(This painting of a World War II incarceration camp guard tower by Howard Ikemoto is now on permanent display at the Tokushige Kizuka Hall. Photo by Erik Chalhoub/Pajaronian)
WATSONVILLE — When Mas Hashimoto of Watsonville, who was uprooted from his home and sent to an incarceration camp with his family during World War II, learned that the U.S. government was considering granting every Japanese American internee $20,000 as reparation in the 1980s, he was initially against it.
Hashimoto said he thought it would “cheapen” the government’s apology to the Japanese Americans.
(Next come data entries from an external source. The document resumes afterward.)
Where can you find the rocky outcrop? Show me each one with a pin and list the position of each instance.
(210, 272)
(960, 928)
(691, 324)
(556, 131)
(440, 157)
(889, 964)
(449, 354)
But after hearing about an elderly Issei, a first generation Japanese immigrant, who was living in Los Angeles on a meager $5 a week for food, Hashimoto then realized that $20,000 wasn’t enough.
Hashimoto was one presenter during the Watsonville-Santa Cruz Japanese American Citizens League’s event Saturday commemorating the 30th anniversary of the Civil Liberties Act, signed into law by President Ronald Reagan on Aug. 10, 1988, which gave each surviving internee $20,000.
About 80,000 people received the checks, and nearly 10 of those were in attendance during the ceremony at the Tokushige Kizuka Hall on Blackburn Street.
“The apology enabled the beginning of the healing process,” said Watsonville-Santa Cruz JACL President Marcia Hashimoto.
Saturday’s event also marked the unveiling of Howard Ikemoto’s painting of a World War II incarceration camp guard tower, now on permanent display in the Tokushige Kizuka Hall.
Ikemoto, a retired Cabrillo College art instructor, now lives in Los Angeles, and was unable to attend Saturday’s event due to health reasons. Born in 1939 in Sacramento, Ikemoto and his family were incarcerated at the Tule Lake Camp in 1942, according to his friend and JACL member Sandy Lydon.
Watsonville-Santa Cruz JACL member Sandy Lydon speaks during the event. Photo by Erik Chalhoub/Pajaronian
“The climate at Tule was the most contentious, it was overcrowded, there were riots and there were tanks,” Lydon said. “That’s where Howard spent his childhood.”
The painting depicts a guard tower at Tule Lake Camp, located in Siskiyou County, shrouded in a dust storm the internees frequently encountered.
The Watsonville-Santa Cruz JACL purchased the painting last year. According to Marcia Hashimoto, the painting’s frame was designed by JACL board member Joe Bowes, who donated his time to craft it.
Also during the event, the short film “Days of Waiting” was screened, documenting the life of Estelle Peck Ishigo as she and her husband were incarcerated in the camps.
Lydon praised the work of the Watsonville-Santa Cruz JACL, which is the fourth largest JACL in the country.
The civil rights organization works toward justice and equal opportunities for all people, particularly important now when the U.S. government is separating children from their families at the Mexico border and enacting a travel ban for those from Muslim countries, he said.
“Mas and I can never stop; we cannot stop doing this,” he said of the JACL’s efforts. “There is a virus of racism that lies right along the spine of America.”